Ha 53 anni e una malattia gravissima: è affetta da Sensibilità Chimica Multipla. Chiusa in casa, l’aiutano amici e familiari
PIOMBINO. «Un giorno, fortuna nel disastro, si scopre che soffri di Sensibilità Chimica Multipla (MCS), un dottore lo intuisce ed evita di darti medicinali che potrebbero ucciderti. Tutto cambia, per sempre – Manuela Benevelli (nella foto dove lavora, a casa), 53 anni, non racconta volentieri la sua esperienza – però ora è necessario. Una settimana fa è morta a Roma una ragazza di 36 anni, malata come me, che ha cominciato il suo calvario finale per un mal di denti: le persone devono sapere, la sanità si deve muovere».

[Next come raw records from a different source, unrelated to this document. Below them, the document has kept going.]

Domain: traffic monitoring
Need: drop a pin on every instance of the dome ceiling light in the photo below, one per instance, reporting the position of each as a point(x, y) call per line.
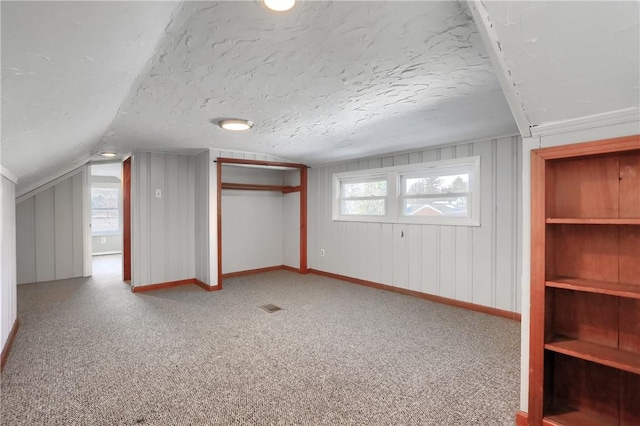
point(235, 124)
point(279, 5)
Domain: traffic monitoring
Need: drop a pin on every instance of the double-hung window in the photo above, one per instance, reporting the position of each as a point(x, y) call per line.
point(105, 217)
point(440, 193)
point(365, 196)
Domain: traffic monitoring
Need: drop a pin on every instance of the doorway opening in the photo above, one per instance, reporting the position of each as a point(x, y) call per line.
point(106, 220)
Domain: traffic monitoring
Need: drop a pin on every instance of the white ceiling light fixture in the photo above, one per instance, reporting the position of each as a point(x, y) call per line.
point(279, 5)
point(235, 124)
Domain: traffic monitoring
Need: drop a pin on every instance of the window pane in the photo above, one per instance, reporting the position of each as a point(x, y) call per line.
point(104, 210)
point(364, 189)
point(104, 198)
point(363, 207)
point(437, 184)
point(105, 220)
point(441, 206)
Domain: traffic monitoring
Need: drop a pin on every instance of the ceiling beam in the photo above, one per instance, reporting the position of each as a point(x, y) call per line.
point(492, 44)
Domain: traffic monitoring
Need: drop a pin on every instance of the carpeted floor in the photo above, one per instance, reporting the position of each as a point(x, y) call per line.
point(90, 352)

Incontrare Manuela è già un rito; suoni alla porta e lei è obbligata ad “annusarti”. Bello per cronista e fotografo, scoprire di essere stati sufficientemente attenti con gli odori che si portano appresso, da poter stare in cucina con lei: «In Italia siamo all'anno zero – Manuela si tira su le mascherine – per questa patologia multi-sistemica progressiva e siamo abbandonati dalla sanità. Eppure l’Organizzazione mondiale ha dato mandato di fare cure e ricerche». Bella donna. Divertente, ama l'arte, la natura, i colori. Si legge nelle cose di casa: «Tre anni fa – dice – l’evento scatenante che pareva una comune allergia a dei profumi sentiti in ufficio. La mia fortuna? Un fitoterapeuta di Careggi che conosceva la patologia e mi ha indirizzato a Roma, in uno dei pochi centri di riferimento». La Sensibilità Chimica Multipla, gravissima forma di intolleranza per tutte le sostanze chimiche: niente detersivi, disinfettanti, profumi, farmaci. «Presa coscienza – prosegue Manuela –, mi sono dovuta reinventare l’esistenza, grazie a mio marito e a mio figlio che non mi hanno mai lasciato sola. Poi sempre con me c'è la mia Perla». In casa un barboncino così buono che dopo i primi bau di saluto sembra una statua. «Sì il cane – sospira – ma io sono allergica alle sostante chimiche non alla natura…».
Dunque cosa fa questa dipendente della pubblica ormai segregata in una casa bonificata - su ogni piano adeguato sistema di purificazione dell'aria («non di quelli "semplici" – chiarisce – queste macchine depurano il particolato fine»). Il sorriso, sotto le mascherine non si vede ma si sente mentre racconta, lieve, l'inferno dove è stata catapultata: «Mi alzo e comincio a mettermi in moto, ma i tempi diventano sempre più lunghi e i dolori tanti. L’alimentazione? Biologica, ma ho messo su chili... anche gli indumenti devono essere biologici: la pelle non resisterebbe al contatto con sostanze chimiche per i trattamenti». Slalom sempre più difficile. «Poi procedo col telelavoro, vicino la bombola d'ossigeno… potrei averne, ne ho bisogno. Una volta alla settimana vado ancora in ufficio».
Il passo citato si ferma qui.